Vechta (LCV) Zwei Drittel der Deutschen befürworten laut einer aktuellen Studie die aktive Sterbehilfe. Was geht Ihnen durch den Kopf, wenn Sie das hören?
Zum einen die Sorge, dass der innere und äußere Druck auf Alte, Kranke und Pflegebedürftige zunimmt, von solchen Angeboten Gebrauch zu machen, um anderen oder dem System nicht zur Last zu fallen.
Zum anderen frage ich mich, wovor die Menschen Angst und wonach sie Sehnsucht haben. Ich glaube, dass sich viele Menschen davor fürchten, in der letzten Lebensphase Schmerzen ausgeliefert zu sein, einsam oder abhängig zu werden.
Ich meine, die Sehnsucht, die darin deutlich wird, ist nicht die nach dem Tod, sondern die nach einem besseren Leben - in Liebe in Gemeinschaft, danach, begleitet zu werden. Die Menschen sehnen sich nicht nach dem Tod.
Nikolaus Schneider, früherer Ratsvorsitzender der evangelischen Kirche, würde seine Frau beim Wunsch nach Sterbehilfe unterstützen. Was würden Sie ihm sagen, wenn er Ihnen jetzt gegen-über säße?
Ich habe großen Respekt vor ihm und seiner Frau. Davor, dass Präses Schneider sein Amt aufgeben hat, um ihr beizustehen. Meine Frage an ihn wäre allerdings, ob man unter christlichen Eheleuten den Partner in den Suizid begleiten kann. Da habe ich eine starke Anfrage. Ich glaube, dass das nicht geht.
Selbstverständlich die Begleitung bis an den Rand des Todes. Aber ich halte es für ein schwieriges Signal, die Frau in den Suizid hinein zu begleiten - so jedenfalls habe ich ihn verstanden.
Was ist ihre Botschaft für den Moment des Verfalls?
Dass das Leben nicht sinnlos wird, wenn es von Leid und Gebrechlichkeit, von Demenz und Tod gezeichnet ist. Der Verfall körperlicher und geistiger Kräfte ist nicht der Verfall der Würde.
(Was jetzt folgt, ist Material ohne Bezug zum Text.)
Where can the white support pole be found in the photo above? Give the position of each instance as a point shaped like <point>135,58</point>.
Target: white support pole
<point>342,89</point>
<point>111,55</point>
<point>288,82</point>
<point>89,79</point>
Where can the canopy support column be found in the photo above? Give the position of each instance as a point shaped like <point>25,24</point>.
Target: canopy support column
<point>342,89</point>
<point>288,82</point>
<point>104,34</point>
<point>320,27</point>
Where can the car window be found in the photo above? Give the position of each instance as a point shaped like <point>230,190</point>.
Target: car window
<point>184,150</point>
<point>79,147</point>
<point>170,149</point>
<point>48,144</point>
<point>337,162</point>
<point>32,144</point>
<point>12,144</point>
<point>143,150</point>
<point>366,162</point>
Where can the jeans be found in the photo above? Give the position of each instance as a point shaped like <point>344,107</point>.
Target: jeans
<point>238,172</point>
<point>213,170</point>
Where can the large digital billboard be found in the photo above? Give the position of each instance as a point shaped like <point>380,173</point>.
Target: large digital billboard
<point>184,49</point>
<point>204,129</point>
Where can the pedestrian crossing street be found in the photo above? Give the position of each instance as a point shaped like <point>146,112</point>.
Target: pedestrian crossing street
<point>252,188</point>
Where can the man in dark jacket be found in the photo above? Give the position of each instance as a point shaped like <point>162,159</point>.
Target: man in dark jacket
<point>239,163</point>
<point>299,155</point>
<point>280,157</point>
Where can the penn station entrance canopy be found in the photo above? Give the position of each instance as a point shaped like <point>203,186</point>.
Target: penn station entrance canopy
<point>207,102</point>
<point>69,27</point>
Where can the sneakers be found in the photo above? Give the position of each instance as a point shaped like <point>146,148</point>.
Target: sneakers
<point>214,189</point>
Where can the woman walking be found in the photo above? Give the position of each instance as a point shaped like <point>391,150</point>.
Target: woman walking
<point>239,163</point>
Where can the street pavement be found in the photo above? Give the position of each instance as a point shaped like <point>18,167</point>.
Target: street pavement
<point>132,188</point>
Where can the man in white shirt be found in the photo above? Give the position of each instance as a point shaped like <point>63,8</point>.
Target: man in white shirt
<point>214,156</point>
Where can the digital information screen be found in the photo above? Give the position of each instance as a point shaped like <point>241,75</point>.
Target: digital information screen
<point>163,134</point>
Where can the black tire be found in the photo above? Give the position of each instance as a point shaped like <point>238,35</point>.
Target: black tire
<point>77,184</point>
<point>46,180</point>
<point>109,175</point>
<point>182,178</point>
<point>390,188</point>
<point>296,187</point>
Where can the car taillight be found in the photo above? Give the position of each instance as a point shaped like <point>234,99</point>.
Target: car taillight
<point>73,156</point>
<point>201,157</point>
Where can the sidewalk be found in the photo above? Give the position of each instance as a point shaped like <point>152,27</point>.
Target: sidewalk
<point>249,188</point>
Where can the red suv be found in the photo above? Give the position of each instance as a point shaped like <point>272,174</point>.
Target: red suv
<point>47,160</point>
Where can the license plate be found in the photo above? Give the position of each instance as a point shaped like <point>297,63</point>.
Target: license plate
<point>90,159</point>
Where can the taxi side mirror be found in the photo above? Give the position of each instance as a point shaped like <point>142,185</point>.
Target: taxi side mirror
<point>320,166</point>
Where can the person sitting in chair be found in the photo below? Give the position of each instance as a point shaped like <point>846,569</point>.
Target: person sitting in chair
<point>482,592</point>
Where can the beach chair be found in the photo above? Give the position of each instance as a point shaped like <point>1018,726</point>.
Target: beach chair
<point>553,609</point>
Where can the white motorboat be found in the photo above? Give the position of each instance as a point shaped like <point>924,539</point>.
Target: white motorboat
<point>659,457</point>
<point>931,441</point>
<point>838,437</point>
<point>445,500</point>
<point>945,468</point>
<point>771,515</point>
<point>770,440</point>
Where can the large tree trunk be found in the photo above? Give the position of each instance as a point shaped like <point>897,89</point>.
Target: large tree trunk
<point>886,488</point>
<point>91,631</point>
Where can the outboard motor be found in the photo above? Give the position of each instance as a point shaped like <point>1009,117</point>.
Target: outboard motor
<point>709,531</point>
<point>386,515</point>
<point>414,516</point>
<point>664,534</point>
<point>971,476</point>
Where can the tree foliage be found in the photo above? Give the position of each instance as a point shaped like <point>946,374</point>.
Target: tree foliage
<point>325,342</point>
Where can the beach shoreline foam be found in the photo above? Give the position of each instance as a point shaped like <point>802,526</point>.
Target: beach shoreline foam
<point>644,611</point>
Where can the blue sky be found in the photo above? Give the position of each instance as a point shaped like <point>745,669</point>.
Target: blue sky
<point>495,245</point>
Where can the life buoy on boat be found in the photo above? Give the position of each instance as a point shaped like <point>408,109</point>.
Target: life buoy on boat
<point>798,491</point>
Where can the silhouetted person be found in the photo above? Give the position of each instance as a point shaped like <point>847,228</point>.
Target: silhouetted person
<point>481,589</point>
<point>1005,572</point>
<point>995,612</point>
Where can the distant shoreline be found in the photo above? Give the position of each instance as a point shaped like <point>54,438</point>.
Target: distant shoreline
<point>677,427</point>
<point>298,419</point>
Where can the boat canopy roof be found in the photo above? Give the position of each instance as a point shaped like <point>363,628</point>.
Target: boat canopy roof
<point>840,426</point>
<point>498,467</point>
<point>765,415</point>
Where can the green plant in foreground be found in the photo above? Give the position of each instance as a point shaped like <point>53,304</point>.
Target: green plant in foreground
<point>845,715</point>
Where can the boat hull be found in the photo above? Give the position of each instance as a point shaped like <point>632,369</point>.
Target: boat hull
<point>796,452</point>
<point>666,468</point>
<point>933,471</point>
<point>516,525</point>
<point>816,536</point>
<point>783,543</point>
Ist das auch die Antwort der Katholischen Kirche auf die aktive Sterbehilfe?
Die Antwort ist die Unverfügbarkeit des Lebens am Anfang und am Ende. Die Katholische Kirche lehnt jede Art von aktiver Sterbehilfe und auch die Beihilfe zur Selbsttötung ab. Was unter Umständen ethisch vertretbar ist, ist die sogenannte ‚Passive Sterbehilfe‘. Das Unterlassen lebensverlängernder Maßnahmen. Das ist aber kein Herbeiführen des Todes, sondern sein Zulassen.
Die Jungen Liberalen gehen noch einen Schritt weiter und fordern das Recht auf aktive Sterbehilfe auch bei Kindern…
Das halte ich für völlig abwegig. Kinder sind weder geschäftsfähig noch wahlberechtigt und auch nicht rechtsmündig - und das aus guten Gründen. Wenn man ihnen dann diese letzte, tiefste, fundamentalste Wahl überlässt, bürdet man sie ihnen auf. Das halte ich für abwegig und für ganz unmenschlich.
Wenn Sie morgen selbst von einer unheilbaren Krankheit erführen, was wäre Ihr Wunsch?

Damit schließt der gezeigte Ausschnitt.